I am confused about the theoretical framework of reinforcement learning. For supervised learning, there seems to be a clear theoretical framework, e.g. as described by Wikipedia here. I am unclear about a similar framework for RL.

It seems that MDPs are baked into typical introduction to RL courses and theoretical descriptions of RL in the literature. However, certain problems that are also considered under RL don't seem to fit this: the multi-arm bandit problem, for example (or more practically, maybe RLHF), is often considered as a RL problem but doesn't fit the MDP model well (although I guess they can be modeled as a MDP with just 1 timestep); some RL problems, like 2-player games, don't seem to be able to be modeled under the typical RL MDP setup at all.

Is there a theoretical RL framework that encapsulates everything?

nbro
  • 42,615
  • 12
  • 119
  • 217
Joe C.
  • 111
  • 3

3 Answers3

2

RL is not limited to MDPs, but standard textbooks will probably start with that because the most common RL algorithms (like Q-learning) assume an MDP. So, an MDP is just a way to model the environment. RL is the way you learn in that environment and RL is just a trial-and-error approach to learning, where you get feedback (reinforcement) for your actions, but you can also solve MDPs with dynamic programming (see policy iteration).

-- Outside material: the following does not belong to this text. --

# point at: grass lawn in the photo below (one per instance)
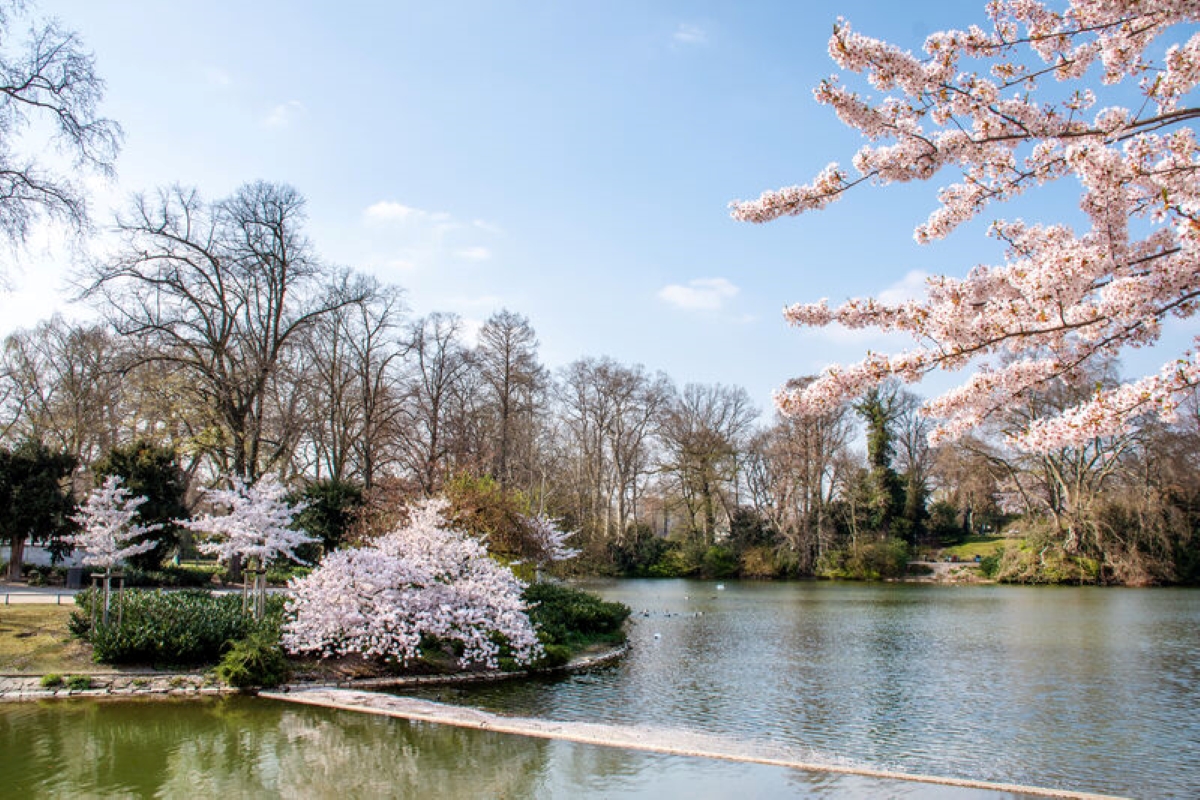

You can model multi-agent systems with Markov Games (aka Stochastic Games), which are a simple generalisation of MDPs. See my blog post.

There are also other models, like POMDPs, which are a generalisation of MDPs for other scenarios, in this case, partially observable environments, i.e. you don't know exactly the state you're in.

So, you can model your problem in different ways. Some problems may be modelled with MDPs, but the states may not be really fully observable, it's just an approximation. Sometimes it works. Take a look at the original DQN paper, where they tried to approximate states with a sequence of images.

Anyway, you may be interested in multi-agent RL. This book looks good, but I only skimmed through it.

nbro
  • 42,615
  • 12
  • 119
  • 217
1

Multi-armed bandits are MDPs composed of a single timestep and a single state, so they indeed fit the RL formulation, though it allows for more general settings.

RL does not deal (naively) with multi-agent settings, but it can be used to approximate solutions. However, in such settings, you usually back the approach using Markov Games, Decentralized POMDPs or Mean Field Games, instead of MDPs

Alberto
  • 2,863
  • 5
  • 12
1

MDPs do an excellent job of modeling most problems.

One-arm bandits are MDPs with a single state, and every action returns to that state. The natural extension contextual bandits have multiple states chosen stochastically by the bandit and look even more like MDPs.

Similar to a contextual bandit, multi-player games can often be modeled as an MDP in which the player has limited control of the next state. For a player, the other players exist in the transitions. The player chooses an action, and the other players determine the resulting state. In an MDP, this looks like a probability of transitioning to each resulting state.

Our hope in RL is that the input can somehow help an agent maximize its reward in an environment. MDPs can be a convenient way to consider how this might happen, but they are not required.

foreverska
  • 2,347
  • 4
  • 21